In a glow program, datasets are linked together by computation steps. Each dataset can be partitioned into dataset shards. Each computation step can also be partitioned into computation tasks.

Glow makes full use of Golang's channel feature.

In local mode, data are fed into computation tasks by input channel(s), and output also via a channel to a new dataset.

In distributed mode, a group of tasks will run together in a server, pulling its own input data from remote dataset shards. The output are streamed to local disk, which will be pulled by downstream task groups. All these plumbing work are hidden from the computation, since the tasks only read from inputs and write to output via common go channels.

Architecture in distributed mode

Here are the components in distributed mode. Master, Agents, Driver and TaskGroup.

Glow Master

Master collects resource infromation from agents. Resources are CPU, memory, allocated CPUs, allocated memory, etc.

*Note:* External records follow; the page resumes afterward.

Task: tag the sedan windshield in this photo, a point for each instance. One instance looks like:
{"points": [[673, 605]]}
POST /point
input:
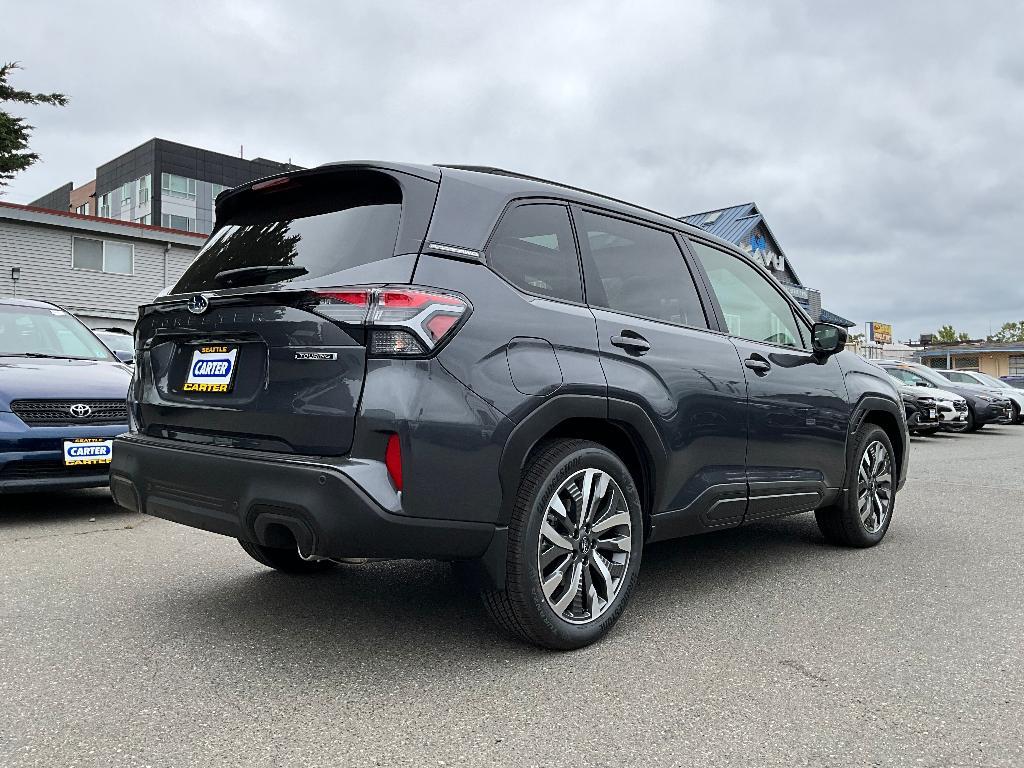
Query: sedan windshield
{"points": [[42, 332]]}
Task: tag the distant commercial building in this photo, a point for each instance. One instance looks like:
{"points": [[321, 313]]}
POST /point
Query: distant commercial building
{"points": [[161, 183], [992, 357], [744, 226], [99, 269]]}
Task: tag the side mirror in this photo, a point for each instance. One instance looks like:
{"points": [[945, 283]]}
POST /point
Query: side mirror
{"points": [[827, 339]]}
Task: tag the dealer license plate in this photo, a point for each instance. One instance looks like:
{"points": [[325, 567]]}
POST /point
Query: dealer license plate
{"points": [[86, 451], [211, 370]]}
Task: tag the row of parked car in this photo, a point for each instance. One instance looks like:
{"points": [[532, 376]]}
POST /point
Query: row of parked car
{"points": [[468, 365], [955, 400]]}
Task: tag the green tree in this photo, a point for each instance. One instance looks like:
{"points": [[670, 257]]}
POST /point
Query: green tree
{"points": [[14, 132], [949, 335], [1009, 332]]}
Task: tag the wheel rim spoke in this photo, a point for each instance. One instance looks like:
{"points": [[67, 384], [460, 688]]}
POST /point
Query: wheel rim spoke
{"points": [[875, 486], [549, 532], [571, 585], [585, 544], [611, 521]]}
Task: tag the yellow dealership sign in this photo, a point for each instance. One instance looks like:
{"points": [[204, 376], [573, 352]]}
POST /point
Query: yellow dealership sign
{"points": [[881, 333]]}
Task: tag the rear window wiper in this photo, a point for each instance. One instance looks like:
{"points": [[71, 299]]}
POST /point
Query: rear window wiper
{"points": [[229, 278]]}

Currently there is only a single master. But since the master only has soft states from agents, we can easily extend it to a master cluster to avoid SPOF.

Glow Agent

An agent wears several hats:

  1. reports system resources and usage to master via heartbeats.
  2. accepts tasks from driver program.
  3. fetches the binary executable from driver program.
  4. starts the executable in task mode.
  5. accepts remote reads and local writes for a dataset.

Driver program

Driver program is actually just the code that glow users write. If executed with "-glow" option, it will drive the distributed execution.

  1. creates optimized execution plan, grouping tasks into task groups.
  2. requests resources from master.
  3. allocates tasks to assigned servers.
  4. if a dataset has input or output channels, it writes to or receives from those datasets.
  5. after the flow finishes, it cleans up intermediate datasets generated during run time.

TaskGroup program

Tasks usually can be grouped together. A taskgroup program also uses the same binary executable file as the driver program, but in task mode.

  1. setup inputs and outputs for the tasks.
  2. execute the tasks.

How executions are moved to remote servers?

One of the Golang's lacking feature is the capability to dynamically move execution closure across network. AFAIK it will not be possible any time soon. Given current situation, Glow is designed to just move the whole binary code, but run in different modes, i.g., task mode and driver mode.

However, the implication is that the computation flow will be static. The flow graph can not be changed. One future way to allow dynamic flow is to pre-register all the flows, and dynamically choose one or several flows to run.